Here are some of the answers Cruz and fellow Republican Sen. Tom Cotton received during that hearing regarding possible government involvement in the riots.

“I can’t go into the specifics of sources and methods.”

“I can’t answer that.”

“I can’t answer that.”

“I can’t answer that question.”

“Not to my knowledge.”

“Senator, I don’t have any information about that individual.

“I simply don’t have any information at all about that individual.”

“Why haven’t I heard of Ray Epps?” says Polishchuk, who leans to the Left but eschews political labels like his co-host.

“I’ve seen 10 videos in a row of this guy marching around, saying we gotta storm the Capitol and people saying, ‘get out of here.’” Long says of Epps and the initial reaction to his rhetoric.

Long explained why some think the riot met the government’s goals.

“Whoever was ‘pro’ this happening, they got everything they wanted .. they got people to point at for the next 100 years,” Long says. And yet the hearings may be undercutting that political gamesmanship.

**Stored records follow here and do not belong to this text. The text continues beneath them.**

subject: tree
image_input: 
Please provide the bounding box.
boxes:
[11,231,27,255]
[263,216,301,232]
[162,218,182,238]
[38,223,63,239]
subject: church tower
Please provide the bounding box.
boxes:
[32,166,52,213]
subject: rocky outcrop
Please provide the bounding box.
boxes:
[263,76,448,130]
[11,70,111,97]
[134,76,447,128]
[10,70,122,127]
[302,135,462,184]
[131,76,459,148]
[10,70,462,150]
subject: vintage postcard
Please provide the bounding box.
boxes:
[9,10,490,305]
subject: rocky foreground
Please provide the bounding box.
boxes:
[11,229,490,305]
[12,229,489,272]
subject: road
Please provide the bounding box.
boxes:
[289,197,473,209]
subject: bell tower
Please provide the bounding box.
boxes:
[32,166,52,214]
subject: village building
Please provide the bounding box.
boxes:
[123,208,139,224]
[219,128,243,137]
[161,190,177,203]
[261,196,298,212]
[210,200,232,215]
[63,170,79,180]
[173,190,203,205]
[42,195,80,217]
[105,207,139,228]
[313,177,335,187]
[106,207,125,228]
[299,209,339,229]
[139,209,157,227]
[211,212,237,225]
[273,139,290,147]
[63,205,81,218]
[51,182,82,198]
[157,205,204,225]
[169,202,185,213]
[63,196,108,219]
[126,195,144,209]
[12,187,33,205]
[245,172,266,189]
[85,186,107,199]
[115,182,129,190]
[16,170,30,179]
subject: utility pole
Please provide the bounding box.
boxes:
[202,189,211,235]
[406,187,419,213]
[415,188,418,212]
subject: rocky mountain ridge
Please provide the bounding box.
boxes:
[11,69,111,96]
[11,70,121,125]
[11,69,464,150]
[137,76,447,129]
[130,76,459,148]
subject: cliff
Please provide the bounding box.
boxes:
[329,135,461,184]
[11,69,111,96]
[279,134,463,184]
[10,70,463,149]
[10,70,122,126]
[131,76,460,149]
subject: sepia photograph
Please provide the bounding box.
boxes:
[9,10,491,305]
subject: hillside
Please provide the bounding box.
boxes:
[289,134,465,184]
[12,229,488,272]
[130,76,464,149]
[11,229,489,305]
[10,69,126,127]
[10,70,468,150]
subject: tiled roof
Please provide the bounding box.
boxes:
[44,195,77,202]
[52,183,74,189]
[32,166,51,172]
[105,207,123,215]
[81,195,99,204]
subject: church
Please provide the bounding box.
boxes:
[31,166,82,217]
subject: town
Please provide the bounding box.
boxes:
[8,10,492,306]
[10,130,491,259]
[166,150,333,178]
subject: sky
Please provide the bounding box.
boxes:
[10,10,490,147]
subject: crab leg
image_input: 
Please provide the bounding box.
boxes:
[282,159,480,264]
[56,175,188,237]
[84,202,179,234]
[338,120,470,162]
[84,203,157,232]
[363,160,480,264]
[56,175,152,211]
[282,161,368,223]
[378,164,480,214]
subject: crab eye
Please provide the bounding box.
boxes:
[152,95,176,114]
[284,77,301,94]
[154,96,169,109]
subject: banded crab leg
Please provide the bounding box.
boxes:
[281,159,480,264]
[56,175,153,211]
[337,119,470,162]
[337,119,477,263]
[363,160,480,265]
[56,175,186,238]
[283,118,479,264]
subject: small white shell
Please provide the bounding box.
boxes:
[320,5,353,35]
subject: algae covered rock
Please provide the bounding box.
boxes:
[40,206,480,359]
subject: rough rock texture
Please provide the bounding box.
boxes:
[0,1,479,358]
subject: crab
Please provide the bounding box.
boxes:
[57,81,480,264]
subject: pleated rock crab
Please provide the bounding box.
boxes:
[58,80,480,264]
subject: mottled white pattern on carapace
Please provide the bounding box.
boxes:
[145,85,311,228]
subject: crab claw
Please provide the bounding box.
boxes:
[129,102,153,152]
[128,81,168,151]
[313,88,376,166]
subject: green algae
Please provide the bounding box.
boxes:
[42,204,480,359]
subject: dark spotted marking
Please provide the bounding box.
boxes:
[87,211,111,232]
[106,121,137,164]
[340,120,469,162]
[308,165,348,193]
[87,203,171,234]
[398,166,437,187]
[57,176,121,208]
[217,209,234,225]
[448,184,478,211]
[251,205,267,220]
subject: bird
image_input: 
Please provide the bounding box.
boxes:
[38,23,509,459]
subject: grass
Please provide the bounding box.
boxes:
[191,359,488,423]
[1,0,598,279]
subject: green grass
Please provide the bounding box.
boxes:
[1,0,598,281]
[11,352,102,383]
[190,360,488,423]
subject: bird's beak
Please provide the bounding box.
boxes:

“They should have let sleeping dogs lie,” Long says, casting doubt on the investigation’s stated goals.

Polishchuk countered by noting the hearings’ curious time slot – prime time.

“Politicians don’t work at 8 pm,” Polishchuk says. “This is a commercial for the mid-term elections, for the Democrats to score some points.”

They aren’t scoring ratings points, though.

The first hearing snagged a seemingly impressive 20 million viewers, but that came from the combined figures of several channels broadcasting the material. The second hearing slumped to 10 million, and the numbers keep falling.

“The ratings are plummeting,” Polishchuk says, noting the second ratings wave proved disastrous. “They did the same numbers as an episode of ‘NCIS’ … combined.”